Willowbend was a much different matter, since it did not maintain such a directory and had far more residents. The Internet was used to get phone numbers and names of people who lived in Willowbend. (See Get names, addresses, phone numbers along a street). Volunteers then called and gathered more support.
Writing The Petition
Because of the substantial experience gained by members of the Johnson County South Coalition in creating petitions in Olathe, Overland Park, and Johnson County, there was a good starting point for authoring the petition. Nevertheless, each petition is different and has to be checked in minute detail to ensure it is written properly and conforms to applicable State and local statutes and regulations. For this reason, once the petition was written, a Land Use Attorney, Doug Patterson, was hired as he had been before, to review it. The wording passed muster.
Preparing To Gather Signatures
A week or two prior to the Township Zoning Board meeting, the developer is required to notify all of the landowners within the 1000 foot buffer about the proposed rezoning. These are inevitably written to be as obscure and uninformative as possible, presumably so as not to alarm the residents by telling them their whole way of life is about to change. However, the developer is required to hire a Title Company to specify the exact legal name of each property owner. This becomes public record and is immediately obtained by neighbors.
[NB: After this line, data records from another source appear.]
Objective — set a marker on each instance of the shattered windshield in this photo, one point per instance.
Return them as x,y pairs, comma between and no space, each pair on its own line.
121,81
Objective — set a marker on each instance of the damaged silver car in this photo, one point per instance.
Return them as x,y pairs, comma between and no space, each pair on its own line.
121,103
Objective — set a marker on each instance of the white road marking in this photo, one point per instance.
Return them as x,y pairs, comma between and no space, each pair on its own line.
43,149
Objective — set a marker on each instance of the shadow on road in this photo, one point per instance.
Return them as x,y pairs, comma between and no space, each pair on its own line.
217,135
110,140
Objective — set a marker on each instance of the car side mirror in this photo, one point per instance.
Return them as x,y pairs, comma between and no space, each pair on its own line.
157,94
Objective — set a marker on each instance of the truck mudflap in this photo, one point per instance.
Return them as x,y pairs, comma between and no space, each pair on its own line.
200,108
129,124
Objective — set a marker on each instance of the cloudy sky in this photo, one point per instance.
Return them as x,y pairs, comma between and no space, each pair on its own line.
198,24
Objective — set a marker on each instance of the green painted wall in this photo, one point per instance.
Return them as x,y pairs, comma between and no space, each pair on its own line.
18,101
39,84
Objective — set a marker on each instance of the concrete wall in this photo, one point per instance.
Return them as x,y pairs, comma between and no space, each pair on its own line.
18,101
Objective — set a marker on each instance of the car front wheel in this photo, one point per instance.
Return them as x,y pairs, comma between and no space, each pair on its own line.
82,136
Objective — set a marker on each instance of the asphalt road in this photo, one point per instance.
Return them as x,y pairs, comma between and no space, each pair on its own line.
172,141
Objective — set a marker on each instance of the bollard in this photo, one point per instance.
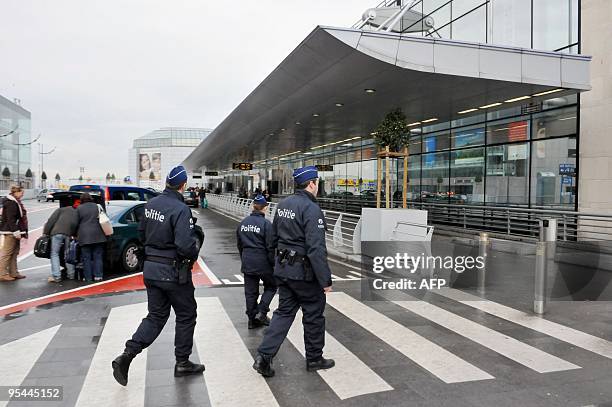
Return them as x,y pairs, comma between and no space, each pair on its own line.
483,248
545,251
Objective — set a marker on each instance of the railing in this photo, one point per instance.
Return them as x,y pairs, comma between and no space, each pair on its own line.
508,221
343,229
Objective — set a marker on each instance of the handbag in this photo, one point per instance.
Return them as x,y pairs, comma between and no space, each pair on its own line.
107,227
42,247
71,252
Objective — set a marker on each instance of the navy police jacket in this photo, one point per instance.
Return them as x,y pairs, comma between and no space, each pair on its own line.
256,244
299,225
167,230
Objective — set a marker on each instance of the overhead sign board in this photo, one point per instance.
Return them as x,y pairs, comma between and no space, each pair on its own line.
242,166
324,167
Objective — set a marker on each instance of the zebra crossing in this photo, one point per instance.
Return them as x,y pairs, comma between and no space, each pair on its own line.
229,380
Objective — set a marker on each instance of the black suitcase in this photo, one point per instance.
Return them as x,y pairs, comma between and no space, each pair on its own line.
42,248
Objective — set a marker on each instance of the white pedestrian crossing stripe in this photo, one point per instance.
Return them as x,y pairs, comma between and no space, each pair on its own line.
100,387
433,358
350,377
509,347
229,377
18,357
561,332
230,380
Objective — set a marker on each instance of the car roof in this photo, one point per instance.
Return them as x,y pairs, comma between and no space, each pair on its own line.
124,203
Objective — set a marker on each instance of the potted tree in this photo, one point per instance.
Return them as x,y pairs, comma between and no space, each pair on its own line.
392,138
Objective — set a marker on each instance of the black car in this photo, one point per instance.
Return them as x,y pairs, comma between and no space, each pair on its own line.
190,198
123,248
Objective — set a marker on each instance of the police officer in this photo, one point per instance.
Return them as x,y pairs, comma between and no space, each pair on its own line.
256,247
171,247
302,272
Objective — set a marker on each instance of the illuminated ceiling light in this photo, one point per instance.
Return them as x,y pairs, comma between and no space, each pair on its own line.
517,99
548,92
491,105
468,111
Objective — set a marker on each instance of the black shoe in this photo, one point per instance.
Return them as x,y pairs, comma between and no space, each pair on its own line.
263,366
321,363
187,368
121,366
262,319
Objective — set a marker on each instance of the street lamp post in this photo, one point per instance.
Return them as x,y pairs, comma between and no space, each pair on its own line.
42,161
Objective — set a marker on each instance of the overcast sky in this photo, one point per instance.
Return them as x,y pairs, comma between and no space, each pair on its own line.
98,73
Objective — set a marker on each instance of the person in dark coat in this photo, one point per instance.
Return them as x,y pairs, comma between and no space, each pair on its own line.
255,241
61,226
14,228
91,238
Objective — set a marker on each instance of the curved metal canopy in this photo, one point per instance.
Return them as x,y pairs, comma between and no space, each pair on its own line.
339,83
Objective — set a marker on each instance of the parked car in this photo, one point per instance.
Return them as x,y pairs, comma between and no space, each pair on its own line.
341,195
123,248
190,199
47,194
117,192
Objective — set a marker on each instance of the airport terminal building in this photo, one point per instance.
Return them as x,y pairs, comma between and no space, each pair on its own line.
508,104
153,155
15,147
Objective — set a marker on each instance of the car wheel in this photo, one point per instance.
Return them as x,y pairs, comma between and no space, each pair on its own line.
130,258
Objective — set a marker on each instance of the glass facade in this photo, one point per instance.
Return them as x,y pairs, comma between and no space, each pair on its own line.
15,153
538,24
172,137
505,158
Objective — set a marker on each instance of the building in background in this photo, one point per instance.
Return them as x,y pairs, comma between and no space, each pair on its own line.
153,155
484,128
15,150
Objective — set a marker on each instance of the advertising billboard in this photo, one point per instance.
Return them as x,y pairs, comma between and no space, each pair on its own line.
149,166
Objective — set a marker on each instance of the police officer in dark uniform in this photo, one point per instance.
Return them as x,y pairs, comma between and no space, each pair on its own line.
302,273
256,246
171,248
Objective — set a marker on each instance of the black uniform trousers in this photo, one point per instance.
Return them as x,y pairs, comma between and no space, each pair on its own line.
161,296
251,293
292,295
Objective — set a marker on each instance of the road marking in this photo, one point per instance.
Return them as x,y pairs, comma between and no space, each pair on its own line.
509,347
211,276
350,377
100,387
62,293
19,356
433,358
230,380
561,332
36,268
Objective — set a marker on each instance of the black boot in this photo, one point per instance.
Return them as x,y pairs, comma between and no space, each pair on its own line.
263,366
321,363
187,368
262,319
121,366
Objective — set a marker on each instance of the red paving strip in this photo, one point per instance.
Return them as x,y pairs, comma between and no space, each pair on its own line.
117,285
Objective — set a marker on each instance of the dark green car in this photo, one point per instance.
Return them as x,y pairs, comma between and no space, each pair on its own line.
124,248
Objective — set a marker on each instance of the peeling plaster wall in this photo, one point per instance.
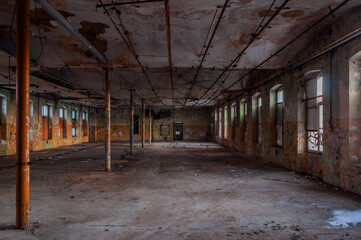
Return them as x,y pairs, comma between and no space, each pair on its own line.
340,162
8,145
196,124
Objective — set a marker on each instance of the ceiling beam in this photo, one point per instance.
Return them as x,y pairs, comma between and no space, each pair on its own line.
206,51
50,9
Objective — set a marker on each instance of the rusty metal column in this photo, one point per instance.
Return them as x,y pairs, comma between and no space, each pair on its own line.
150,124
23,117
131,121
107,120
143,123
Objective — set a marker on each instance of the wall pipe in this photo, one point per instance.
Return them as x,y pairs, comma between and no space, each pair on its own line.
23,113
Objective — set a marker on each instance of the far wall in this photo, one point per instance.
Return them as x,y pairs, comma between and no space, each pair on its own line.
196,124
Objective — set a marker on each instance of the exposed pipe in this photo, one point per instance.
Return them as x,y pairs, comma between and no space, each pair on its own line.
150,124
167,18
206,51
126,3
50,9
22,113
253,39
284,47
209,31
107,120
143,122
131,134
132,51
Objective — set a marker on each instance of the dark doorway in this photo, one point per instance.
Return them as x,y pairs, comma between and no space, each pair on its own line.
92,128
178,131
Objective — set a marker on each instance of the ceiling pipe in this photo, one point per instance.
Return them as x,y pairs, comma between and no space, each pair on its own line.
126,3
131,49
50,9
167,18
330,47
253,39
206,51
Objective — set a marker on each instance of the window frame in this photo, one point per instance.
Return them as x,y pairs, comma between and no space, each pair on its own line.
243,117
64,123
74,130
259,118
49,119
225,115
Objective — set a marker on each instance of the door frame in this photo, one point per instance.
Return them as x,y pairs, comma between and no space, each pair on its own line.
174,130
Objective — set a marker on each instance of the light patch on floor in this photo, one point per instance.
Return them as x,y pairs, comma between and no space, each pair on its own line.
345,219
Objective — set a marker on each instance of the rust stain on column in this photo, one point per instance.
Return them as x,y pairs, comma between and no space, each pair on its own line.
23,117
131,121
107,120
150,124
143,123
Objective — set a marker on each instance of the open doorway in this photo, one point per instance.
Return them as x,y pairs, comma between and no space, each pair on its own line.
178,131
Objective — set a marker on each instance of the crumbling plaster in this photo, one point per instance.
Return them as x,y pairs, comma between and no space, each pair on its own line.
339,164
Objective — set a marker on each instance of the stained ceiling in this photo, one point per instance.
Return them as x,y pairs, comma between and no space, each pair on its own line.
206,36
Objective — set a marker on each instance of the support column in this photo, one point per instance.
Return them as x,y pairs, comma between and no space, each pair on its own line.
23,111
131,121
107,120
143,123
150,124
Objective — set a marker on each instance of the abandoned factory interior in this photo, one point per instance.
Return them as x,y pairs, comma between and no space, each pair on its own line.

So even though the notification is nearly worthless, the list itself is very valuable.
The petition must be signed by the property owner(s) exactly as they are recorded on the Deed held by the County. The Title Company is supposed to get this correct, but in fact there are occasional errors which would invalidate a signature. For this reason, neighbors spent literally days at the Johnson County Clerk's office going over each deed, verifying the names, and noting discrepancies. The name as shown on the Deed is always used.
[Technical Plea To Land Records Office: Many Counties in the United States provide the legal name on the Deed for each property ID on-line, often tied to their Internet mapping page. Since the information is already in the public domain, this simply evens the playing field between the average citizen and the developers/title companies/real estate firms who can afford to hire people to look at the records manually].
Since Deeds and the developer's notification list are ordered by Property ID, while people use names and addresses, a cross-reference list is created. This substantially cuts down on the time needed to take and verify a signature.
There are three ways to get signatures: ask people to go to a notary public, sign, and return the petition form; arrange a common get together with a notary public present; visit property owners with a notary public along. All three ways get used. The first is generally used when someone is out of town, but does not seem to work very well otherwise. Having a get together such as at a neighborhood pool works up to a point, but you still have to urge people just before hand to come. For this petition, one person walked through a large part of Willowbend asking people to come down to the pool. It was very effective. Going home to home is very laborious, requires lots of phone calls and coordination, but ensures signatures.
Turning In The Petition
It turns out that Johnson County requires that 3 copies of a petition be turned in. Given the hundreds of sheets involved in a large petition, this is quite a hassle. It is also useful to include a cover page summarizing what per centage is being turned in and how the figures were calculated (see Cover Sheet).
The petition has to be turned in no later than 2 weeks after the Zoning Board meeting, unless that falls on a holiday, like it did on this petition - July 4 - in which case the deadline is extended to the next business day. Neighbors turned in this petition early.